It’s gratifying to see GHashTable faring not-too-badly against an assortment of other hash table implementations in Nick Welch’s excellent benchmarks. I did some work on this previously, but there’s at least one thing that can still be done to reduce its memory footprint on 64-bit architectures. The table is a big array of structs that look like this:
The key_hash is useful, as it lets us skip over mismatches and resize the hash table quickly - and on a 32-bit arch, it adds only 4 bytes to every entry, for a total of 12 bytes. However, on a 64-bit arch, it causes entries to be padded so that each entry starts on a multiple of 8 bytes. That wastefulness can be remedied by packing key_hash values in a separate array - as a bonus, entry size becomes a power of two, which means offsets into the array can be calculated using a single shift. On the downside, we’ll incur the added overhead of maintaining two arrays and accessing an extra cache line for each lookup. I suspect it’s still worth it, though.
A couple of open questions/comments on the benchmarks themselves:
- Google’s dense_hash_map is suspiciously fast at integer deletion - is it shrinking the hash table at all, re-inserting the remaining items as it should? Or does it have some other trick up its sleeve?
- How robust are the different strategies with respect to poorly distributed keys? E.g.
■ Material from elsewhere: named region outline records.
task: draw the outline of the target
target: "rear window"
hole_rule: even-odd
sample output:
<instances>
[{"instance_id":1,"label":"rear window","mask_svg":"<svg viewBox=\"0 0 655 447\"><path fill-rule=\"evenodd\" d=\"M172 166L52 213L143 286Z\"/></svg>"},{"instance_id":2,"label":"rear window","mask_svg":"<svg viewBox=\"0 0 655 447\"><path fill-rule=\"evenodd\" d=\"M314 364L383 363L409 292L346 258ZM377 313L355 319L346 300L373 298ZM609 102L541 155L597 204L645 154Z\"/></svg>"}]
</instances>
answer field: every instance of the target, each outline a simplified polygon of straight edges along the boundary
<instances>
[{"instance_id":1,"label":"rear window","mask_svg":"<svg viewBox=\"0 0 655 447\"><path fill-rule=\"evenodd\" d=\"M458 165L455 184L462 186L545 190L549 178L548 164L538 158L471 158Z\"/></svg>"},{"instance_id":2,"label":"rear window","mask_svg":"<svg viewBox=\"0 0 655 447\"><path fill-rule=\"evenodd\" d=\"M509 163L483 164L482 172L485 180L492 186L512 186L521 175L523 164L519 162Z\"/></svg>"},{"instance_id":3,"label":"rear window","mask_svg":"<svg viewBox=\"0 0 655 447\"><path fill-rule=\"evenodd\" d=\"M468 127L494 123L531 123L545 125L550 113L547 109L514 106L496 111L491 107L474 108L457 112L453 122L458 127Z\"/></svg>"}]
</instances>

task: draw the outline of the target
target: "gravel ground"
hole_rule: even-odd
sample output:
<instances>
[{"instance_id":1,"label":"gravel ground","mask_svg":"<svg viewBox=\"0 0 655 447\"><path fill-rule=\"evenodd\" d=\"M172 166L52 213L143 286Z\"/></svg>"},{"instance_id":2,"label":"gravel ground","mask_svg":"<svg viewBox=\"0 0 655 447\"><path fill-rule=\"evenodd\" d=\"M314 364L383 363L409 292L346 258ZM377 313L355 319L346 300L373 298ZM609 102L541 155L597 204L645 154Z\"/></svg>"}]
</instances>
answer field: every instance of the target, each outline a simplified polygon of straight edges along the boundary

N*2^M spaced integers: 1024, 2048, 3072, 4096, etc.
- How about poor hash functions supplied by the API user? GHashTable attempts to tackle this by calculating the initial array index modulo a prime number, before applying a quadratic modulo on subsequent probes (faster, and required for quadratic probing).
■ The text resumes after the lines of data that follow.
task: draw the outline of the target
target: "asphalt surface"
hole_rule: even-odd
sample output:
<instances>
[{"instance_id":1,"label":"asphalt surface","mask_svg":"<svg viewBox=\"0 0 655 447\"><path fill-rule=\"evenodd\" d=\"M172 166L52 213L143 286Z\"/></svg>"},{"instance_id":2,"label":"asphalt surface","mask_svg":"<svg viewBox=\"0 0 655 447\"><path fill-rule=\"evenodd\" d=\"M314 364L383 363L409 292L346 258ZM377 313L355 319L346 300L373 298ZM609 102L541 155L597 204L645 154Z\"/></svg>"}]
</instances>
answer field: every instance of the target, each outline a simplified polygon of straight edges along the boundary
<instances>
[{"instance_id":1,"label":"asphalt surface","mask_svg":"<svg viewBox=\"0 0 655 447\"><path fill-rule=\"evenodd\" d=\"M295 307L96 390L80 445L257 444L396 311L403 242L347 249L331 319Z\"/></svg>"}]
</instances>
- What’s the per-table overhead? How much memory will, say, some 100.000 tables with <100 items each consume? This is not uncommon in practice - nested hashes are often used to store complex properties, and given suitably large working sets, this can become a significant factor for some programs.
- Are the approaches affected by memory fragmentation? Do they cause it? This is hard to measure; maybe many tables could be grown simultaneously in the same address space.